In such a process, a final offer is made by each side to the arbitrator and he must specify one of the offers made rather than the parties agreeing to a deal.
Google says traditional media in Australia are asking for far more than Google’s news searches – of about A $ 10 million in revenue.
Mel Silva, president of Google Australia and New Zealand, said PostA: Obviously, both sides have very different ideas of what the prices should be, and asking the arbitrator to choose a final offer is an extreme way to solve that.
“We are happy to negotiate fairly, but with consideration,” Silva wrote For problems inherent in arbitration, and unfair rules, the proposed model cannot be implemented at Google, nor will it be applicable to many Australian companies, regardless of their size.
Silva said in Post Separate: The bill sets a bad precedent, establishing a mandatory negotiation and arbitration model that takes into account the costs and value created by only one party, the news companies.

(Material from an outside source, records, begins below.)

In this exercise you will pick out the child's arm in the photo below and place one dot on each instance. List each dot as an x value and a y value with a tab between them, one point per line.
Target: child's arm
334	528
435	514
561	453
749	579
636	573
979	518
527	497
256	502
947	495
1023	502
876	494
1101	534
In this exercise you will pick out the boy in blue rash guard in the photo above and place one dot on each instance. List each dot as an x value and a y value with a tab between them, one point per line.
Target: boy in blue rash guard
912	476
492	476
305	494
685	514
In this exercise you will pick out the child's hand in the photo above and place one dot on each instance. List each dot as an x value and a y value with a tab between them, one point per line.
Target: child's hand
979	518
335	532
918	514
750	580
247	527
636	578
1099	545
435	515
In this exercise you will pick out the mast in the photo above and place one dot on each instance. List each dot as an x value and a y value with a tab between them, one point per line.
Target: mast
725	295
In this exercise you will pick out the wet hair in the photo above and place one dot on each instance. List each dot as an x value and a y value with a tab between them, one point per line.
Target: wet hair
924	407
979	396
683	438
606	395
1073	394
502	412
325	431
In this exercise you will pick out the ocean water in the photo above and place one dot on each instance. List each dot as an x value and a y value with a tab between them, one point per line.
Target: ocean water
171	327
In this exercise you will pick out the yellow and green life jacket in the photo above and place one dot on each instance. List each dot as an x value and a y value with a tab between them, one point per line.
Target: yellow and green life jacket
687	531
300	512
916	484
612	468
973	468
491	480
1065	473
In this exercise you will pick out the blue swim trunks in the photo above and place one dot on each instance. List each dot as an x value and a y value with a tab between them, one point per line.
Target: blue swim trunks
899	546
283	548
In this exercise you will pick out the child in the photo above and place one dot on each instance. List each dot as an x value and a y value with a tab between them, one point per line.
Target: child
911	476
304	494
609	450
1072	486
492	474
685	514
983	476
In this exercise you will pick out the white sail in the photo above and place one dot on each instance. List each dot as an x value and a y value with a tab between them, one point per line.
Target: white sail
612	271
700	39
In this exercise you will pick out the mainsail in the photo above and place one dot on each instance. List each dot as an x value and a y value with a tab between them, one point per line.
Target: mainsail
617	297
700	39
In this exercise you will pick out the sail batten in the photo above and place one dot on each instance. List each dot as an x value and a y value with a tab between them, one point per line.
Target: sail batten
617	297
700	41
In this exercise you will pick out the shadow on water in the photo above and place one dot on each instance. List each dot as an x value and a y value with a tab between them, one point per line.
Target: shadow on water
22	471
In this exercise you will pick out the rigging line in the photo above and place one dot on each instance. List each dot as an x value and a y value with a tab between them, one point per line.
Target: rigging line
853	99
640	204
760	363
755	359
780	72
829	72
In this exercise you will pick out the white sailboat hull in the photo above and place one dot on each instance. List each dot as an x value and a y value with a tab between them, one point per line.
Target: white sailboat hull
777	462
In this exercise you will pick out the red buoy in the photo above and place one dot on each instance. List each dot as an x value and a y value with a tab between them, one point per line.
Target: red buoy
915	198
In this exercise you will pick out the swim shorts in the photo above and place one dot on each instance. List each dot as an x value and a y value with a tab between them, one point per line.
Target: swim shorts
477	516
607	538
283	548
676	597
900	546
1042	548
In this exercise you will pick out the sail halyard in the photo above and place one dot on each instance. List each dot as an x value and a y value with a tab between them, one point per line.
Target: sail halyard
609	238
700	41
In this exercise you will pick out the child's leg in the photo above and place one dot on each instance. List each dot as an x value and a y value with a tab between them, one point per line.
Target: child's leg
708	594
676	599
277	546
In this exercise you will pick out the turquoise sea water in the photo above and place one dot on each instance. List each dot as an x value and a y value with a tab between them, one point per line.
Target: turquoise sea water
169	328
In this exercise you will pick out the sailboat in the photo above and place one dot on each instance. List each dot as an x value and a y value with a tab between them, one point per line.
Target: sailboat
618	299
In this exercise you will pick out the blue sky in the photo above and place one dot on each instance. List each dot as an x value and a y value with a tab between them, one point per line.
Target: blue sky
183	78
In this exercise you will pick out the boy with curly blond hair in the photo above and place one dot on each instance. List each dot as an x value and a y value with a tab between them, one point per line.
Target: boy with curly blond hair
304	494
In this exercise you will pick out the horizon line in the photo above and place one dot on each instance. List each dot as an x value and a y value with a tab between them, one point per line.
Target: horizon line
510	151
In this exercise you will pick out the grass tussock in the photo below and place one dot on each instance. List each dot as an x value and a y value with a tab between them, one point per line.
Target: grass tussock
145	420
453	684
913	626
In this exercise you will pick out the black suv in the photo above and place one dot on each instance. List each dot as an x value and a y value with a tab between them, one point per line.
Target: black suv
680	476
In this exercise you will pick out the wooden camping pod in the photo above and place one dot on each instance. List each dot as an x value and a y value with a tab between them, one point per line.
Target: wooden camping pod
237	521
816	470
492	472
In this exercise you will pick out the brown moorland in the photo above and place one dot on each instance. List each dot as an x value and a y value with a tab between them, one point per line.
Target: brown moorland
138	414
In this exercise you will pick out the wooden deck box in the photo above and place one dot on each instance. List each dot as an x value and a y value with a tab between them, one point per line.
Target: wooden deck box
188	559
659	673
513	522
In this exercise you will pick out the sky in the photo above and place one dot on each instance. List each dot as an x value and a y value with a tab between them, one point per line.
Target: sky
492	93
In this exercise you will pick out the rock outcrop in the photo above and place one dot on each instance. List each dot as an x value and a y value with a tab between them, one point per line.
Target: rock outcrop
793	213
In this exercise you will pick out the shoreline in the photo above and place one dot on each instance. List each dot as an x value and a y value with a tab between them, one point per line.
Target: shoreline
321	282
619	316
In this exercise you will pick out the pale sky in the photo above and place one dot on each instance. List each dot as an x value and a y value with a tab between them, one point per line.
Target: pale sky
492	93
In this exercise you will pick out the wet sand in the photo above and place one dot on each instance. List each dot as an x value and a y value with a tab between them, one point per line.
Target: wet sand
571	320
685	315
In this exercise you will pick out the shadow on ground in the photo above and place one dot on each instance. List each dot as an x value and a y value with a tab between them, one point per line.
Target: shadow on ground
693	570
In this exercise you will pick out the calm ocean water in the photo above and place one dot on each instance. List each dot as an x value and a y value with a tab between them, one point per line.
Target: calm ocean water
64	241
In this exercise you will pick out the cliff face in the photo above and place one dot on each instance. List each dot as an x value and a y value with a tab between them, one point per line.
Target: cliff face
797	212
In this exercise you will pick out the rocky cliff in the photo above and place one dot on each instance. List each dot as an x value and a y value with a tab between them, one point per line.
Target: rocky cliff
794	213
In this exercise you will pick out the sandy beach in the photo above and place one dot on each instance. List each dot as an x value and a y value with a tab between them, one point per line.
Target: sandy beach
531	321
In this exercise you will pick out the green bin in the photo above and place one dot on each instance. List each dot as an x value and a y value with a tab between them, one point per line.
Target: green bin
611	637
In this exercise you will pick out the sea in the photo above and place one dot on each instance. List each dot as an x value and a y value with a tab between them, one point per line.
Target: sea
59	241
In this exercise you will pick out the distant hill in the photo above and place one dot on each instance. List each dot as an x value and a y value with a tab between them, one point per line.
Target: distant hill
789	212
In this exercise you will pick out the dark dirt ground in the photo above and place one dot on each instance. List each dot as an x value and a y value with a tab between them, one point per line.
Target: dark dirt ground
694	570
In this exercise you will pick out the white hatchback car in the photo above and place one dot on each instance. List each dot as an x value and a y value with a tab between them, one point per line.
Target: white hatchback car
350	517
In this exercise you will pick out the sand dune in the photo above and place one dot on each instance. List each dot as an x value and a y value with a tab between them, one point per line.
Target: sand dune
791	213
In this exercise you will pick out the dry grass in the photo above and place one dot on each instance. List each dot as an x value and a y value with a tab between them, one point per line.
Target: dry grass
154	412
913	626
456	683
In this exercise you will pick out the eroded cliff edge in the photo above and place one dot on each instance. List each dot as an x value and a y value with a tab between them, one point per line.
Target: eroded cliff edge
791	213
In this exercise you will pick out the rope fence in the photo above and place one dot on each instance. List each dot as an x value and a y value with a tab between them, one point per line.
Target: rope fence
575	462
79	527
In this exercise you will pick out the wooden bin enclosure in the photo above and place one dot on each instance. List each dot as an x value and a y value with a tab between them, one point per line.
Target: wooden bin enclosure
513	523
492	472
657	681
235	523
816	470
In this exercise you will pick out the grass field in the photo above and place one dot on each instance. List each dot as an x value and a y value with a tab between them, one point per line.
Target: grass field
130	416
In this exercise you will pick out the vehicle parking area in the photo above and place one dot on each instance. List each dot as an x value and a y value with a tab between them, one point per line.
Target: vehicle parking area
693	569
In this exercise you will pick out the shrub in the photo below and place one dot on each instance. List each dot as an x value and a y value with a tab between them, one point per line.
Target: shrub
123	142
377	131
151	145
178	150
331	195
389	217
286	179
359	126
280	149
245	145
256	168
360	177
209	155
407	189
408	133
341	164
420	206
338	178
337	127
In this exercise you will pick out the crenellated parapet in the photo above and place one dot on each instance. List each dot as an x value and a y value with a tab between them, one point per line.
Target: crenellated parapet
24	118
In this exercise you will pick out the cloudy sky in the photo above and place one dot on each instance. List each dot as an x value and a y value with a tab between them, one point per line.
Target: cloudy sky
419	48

The provisions of the bargaining act mean that the costs are indeterminate and not quantifiable, and there are no details about the formula used to calculate the payment.
Google has complained that because of the bargaining law, it is forced to provide news companies with a warning about changes to its search algorithm, which could constitute punishment for local companies.
If you run a travel website that gives people advice on how to plan local holidays, you might lose, because newspapers got information about changes in how the search works, Silva said.
“This is an unfair advantage for news companies, and companies of all kinds face an additional obstacle at a time when communication with their customers is more important than ever.”
And Facebook made it clear at the beginning of last month that it would stop allowing Australians to share news on its platforms.
Assuming the current bill becomes law, we will reluctantly stop allowing publishers and people in Australia to share local and international news on Facebook and Instagram, the social media giant said.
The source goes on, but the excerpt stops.